Variable Odds Ratio 95% CI
BetaBlockers 6.1136 1.0771 to 34.7008
Lenght of stenosis 10.4421 1.7900 to 60.9140
Stenosis over 90% 1.3552 0.1852 to 9.9180
Stenosis between 70-90% 0.0175 0.0024 to 0.1282
Stroke/TIA 0.0945 0.0038 to 2.3438
Prehydration 6.3512 0.6711 to 60.1097

DISCUSSION

The baroreceptors are stimulated by the stretch of balloon angioplasty, initiating a reflex arch to the nucleus tractus solitarius via the sinus nerve of Hering, a branch of the glossopharyngeal nerve. This in turn causes a reciprocal change in peripheral sympathetic and vagal neural activity, resulting in a fall in blood pressure and bradycardia. Hemodynamic instability represented by hypotension and/or bradycardia appeared in a relative small proportion of our patients and manifested for maximum 24 hours after the procedure. None of the patients required aggressive resuscitation with atropine or inotropic support and none needed a pace-maker. In our study the hemodynamic instability didn't associate with neurologic events after carotid artery stenting. Major predictors for hemodynamic instability were a stenosis over 90%, a maximal length of stenosis over 6 mm and the prior use of beta-blockers. The characteristics of the stenosis were the most important predictors of hypotension and/or bradycardia, a long maximal stenosis and a stenosis over 90% required extensive manipulation of the artery witch increases the chance for changes in neural sympathetic and vagal activity. We also found that pre administration of IV isotonic fluids to fill the vascular bed didn't influence the development of hemodynamic instability.

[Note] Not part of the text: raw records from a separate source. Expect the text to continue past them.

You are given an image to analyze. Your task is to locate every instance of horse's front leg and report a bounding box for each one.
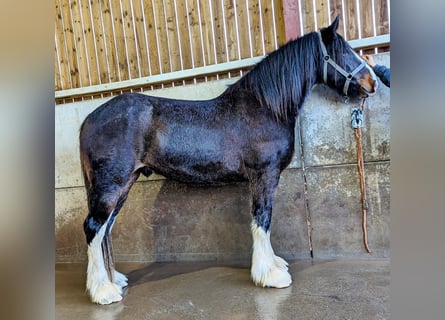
[250,170,292,288]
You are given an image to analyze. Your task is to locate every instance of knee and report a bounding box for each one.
[83,215,105,245]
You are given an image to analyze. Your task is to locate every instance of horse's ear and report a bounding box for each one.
[327,15,340,34]
[321,15,340,43]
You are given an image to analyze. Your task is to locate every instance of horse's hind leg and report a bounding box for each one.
[84,169,138,304]
[250,171,292,288]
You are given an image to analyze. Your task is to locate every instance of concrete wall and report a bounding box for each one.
[55,53,390,262]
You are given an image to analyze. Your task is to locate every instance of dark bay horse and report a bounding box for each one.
[80,17,377,304]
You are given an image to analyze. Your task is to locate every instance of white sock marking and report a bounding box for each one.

The limitations of this study comes from the relatively small patient sample, the insufficient data collected from the patients' charts, the fact that we didn't have any data regarding blood pressure and heart rhythm during the procedure. Also there was no data to compare if stopping or continuing the administration of beta-blockers influences the apparition of hemodynamic instability. In addition, since the majority of patients presented with significant co-morbidities, it may make distinguishing these at-risk factors more difficult. We didn't have data to confirm that discontinuation of the antihypertensive medication could prevent hemodynamic instability. This study reemphasizes the importance of close hemodynamic monitoring during and after CAS and is consistent with the previous studies witch showed that the instability didn't translate into major neurologic complications (5-7). ❑

CONCLUSIONS

Hemodynamic instability due to hypotension and bradycardia in response to carotid artery stenting occurs in a relatively low proportion of patients. Patients who had a long (over 6 mm) stenosis situated near the common carotid artery's bifurcation and therefore underwent extensive carotid manipulation or those who were on beta-blockers were at high risk for hypotension or bradycardia. Preadministration of intravenous fluids didn't prevent the periprocedural hypotensive response.